Borderland Generation by Koerber Jeffrey;

Borderland Generation by Koerber Jeffrey;

Author:Koerber, Jeffrey; [Неизв.]
Language: eng
Format: epub, pdf
ISBN: 9780815654650
Publisher: Syracuse University Press
Published: 2020-01-19T20:00:00+00:00


7

Survival

1942 to 1948

In 1942, Sarah Fishkin’s family began their observance of Passover, the holiday of deliverance, on 1 April. Their Seder was short. They skipped the Four Questions in the Haggadah—that night in the Rubiezewicze ghetto was not different from any other. Lying in bed afterward, Sarah recalled joyous holiday observances before the war. Her hopes lay flattened under the weight of the Nazi genocide. On that first night of Passover, the tempered optimism expressed in her diary entries a few months earlier had vanished.
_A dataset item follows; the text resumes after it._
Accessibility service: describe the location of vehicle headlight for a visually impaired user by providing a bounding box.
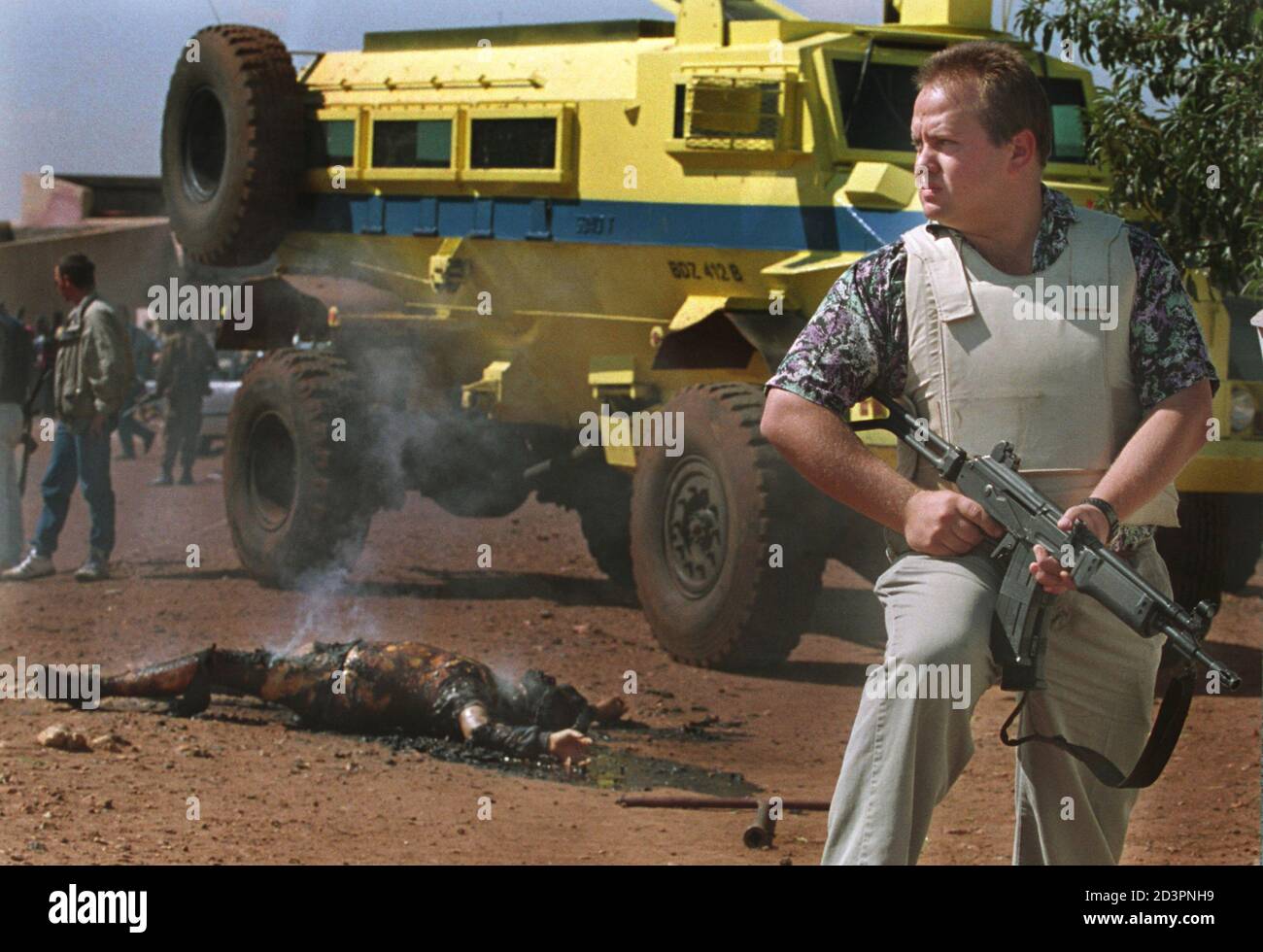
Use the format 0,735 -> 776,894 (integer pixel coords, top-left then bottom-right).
1228,387 -> 1259,433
Now she wrote, “We live without any future; we have no thought of goals, of achievement.”1

The Nazis sought to degrade and destroy millions of European Jews such as Sarah Fishkin by overturning their social order, entrapping and dividing their families, and humiliating and murdering each individual. A few weeks after Sarah wrote about her family’s last Passover, her father and one of her younger brothers were deported to a slave-labor camp. Sarah was transported to another camp soon thereafter. Guards shot her when they liquidated the camp on 28 December 1942.2

As 1942 ended, the Germans’ genocidal campaign was well advanced. Sarah Fishkin was unable to escape their trap, but chance presented other young Jews with fleeting opportunities for survival. No longer in familiar surroundings, these lucky few found themselves in camps, in hiding, or in resistance groups. Young Jews from Vitebsk and Grodno responded to their situations in sharply contrasting ways. Polish Jews, even when they posed as Gentiles, retained significant aspects of their prewar identities and attendant social ties. Soviet Jews, however, submerged into other selves, expertly mimicking other nationalities. Disparate circumstances shaped the survival of both groups during the Holocaust; distinct, too, were the responses they generated.

SURVIVAL PATHS

The experiences of Holocaust survivors—that is, those still alive at Nazi Germany’s defeat in 1945—fall into a number of patterns. Following initial exposure to increasing degrees of persecution, those whom the Germans selected for slave labor were deported to camps and suffered through abusive conditions until liberation. Departures from this pattern include Jews who escaped from a ghetto or camp and lived in hiding, usually with the help of Gentiles or, particularly in the wilderness expanses of eastern Europe, with partisan fighters. Some Jews eluded capture altogether and took a false identity, maintaining their cover in territory under Nazi rule or occupation. The lives of these targets of genocide were constantly at risk. Capricious SS officers sent the sick and emaciated or those who appeared so to the gas chambers. Neighbor suspected neighbor of harboring Jews. False papers fell under close scrutiny. Many of the Holocaust survivors’ paths from Grodno and Vitebsk follow these patterns, even as German exploitation and annihilation policies transported the survivors across the European continent (figure 24).